Оказалось, что испытуемые соглашались с неверными ответами своей группы более чем в 40 % случаев. В этом нет ничего удивительного – многие научные изыскания демонстрируют желание людей соглашаться с окружающими. Но интересно было то, что при этом показал сканнер МРТ. Когда участники соглашались с неправильными ответами своих коллег, в тех участках их мозга, которые отвечают за осознанное принятие решений, не отмечалось повышенной активности. Напротив, активизировались те области, которые контролируют зрение и пространственное восприятие. Получается, что люди не врали осознанно, чтобы их ответ был созвучен с общим мнением. На самом деле превалирующая точка зрения меняла восприятие. Если все вокруг участника эксперимента говорили, что объекты отличаются друг от друга, он начинал замечать различия даже тогда, когда эти объекты были идентичными. Наша склонность к конформизму может в буквальном смысле изменять то, что мы видим своими глазами.

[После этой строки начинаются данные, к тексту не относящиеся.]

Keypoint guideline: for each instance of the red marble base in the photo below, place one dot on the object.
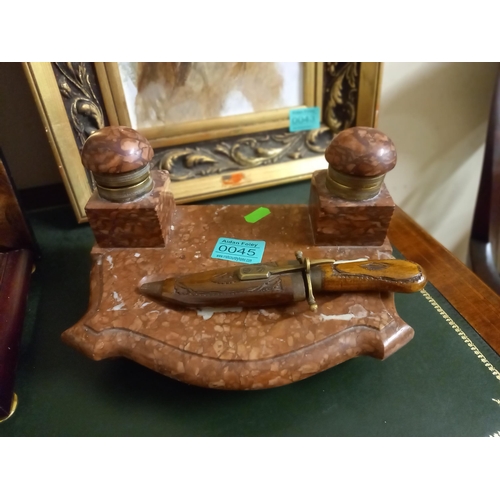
(336, 221)
(141, 223)
(232, 348)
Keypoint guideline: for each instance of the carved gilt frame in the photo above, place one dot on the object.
(74, 99)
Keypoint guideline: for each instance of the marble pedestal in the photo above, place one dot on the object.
(336, 221)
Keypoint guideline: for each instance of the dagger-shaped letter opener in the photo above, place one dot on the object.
(278, 283)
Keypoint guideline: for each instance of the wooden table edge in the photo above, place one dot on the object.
(470, 296)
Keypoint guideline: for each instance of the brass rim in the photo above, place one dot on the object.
(125, 179)
(129, 193)
(13, 408)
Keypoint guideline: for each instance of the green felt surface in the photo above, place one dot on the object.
(437, 385)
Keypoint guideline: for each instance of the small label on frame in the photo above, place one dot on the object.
(245, 251)
(304, 119)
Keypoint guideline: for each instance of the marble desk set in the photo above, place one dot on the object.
(142, 237)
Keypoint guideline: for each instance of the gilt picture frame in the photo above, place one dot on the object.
(246, 147)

А когда испытуемые выступали против мнения группы, отмечался всплеск активности в тех участках мозга, которые отвечают за восприятие эмоционально напряженных событий. Это была своеобразная эмоциональная плата за отстаивание своего мнения. Ученые назвали это «болью независимости».

Когда мы меняем свою точку зрения в пользу согласия со всеми, мы не лжем. Мы можем даже не осознавать, что подчиняемся чьему-то мнению. В этот момент с нами происходит нечто более глубокое и непросчитанное: наш мозг дает нам возможность избежать боли, связанной с защитой своего личного мнения.

Эти результаты вызывают тревогу, потому что несогласие – это ценный актив в современных организациях. В сложных, жестко связанных системах легко пропустить серьезные угрозы. И даже кажущиеся небольшими ошибки могут иметь серьезные последствия. Так что высказывание своего мнения тогда, когда мы замечаем проблему, может принести большую пользу.

Но представляется, что мы просто «не заряжены» на несогласие. «Наш мозг тонко настроен учитывать, что думают о нас другие, и старается выстраивать наши суждения согласно мнению, превалирующему в группе, – говорит профессор Бёрнс. – Причина нашего конформизма кроется в том аспекте эволюции человека, согласно которому наличие у индивидуума мнения, отличного от мнения группы, невыгодно для его выживания».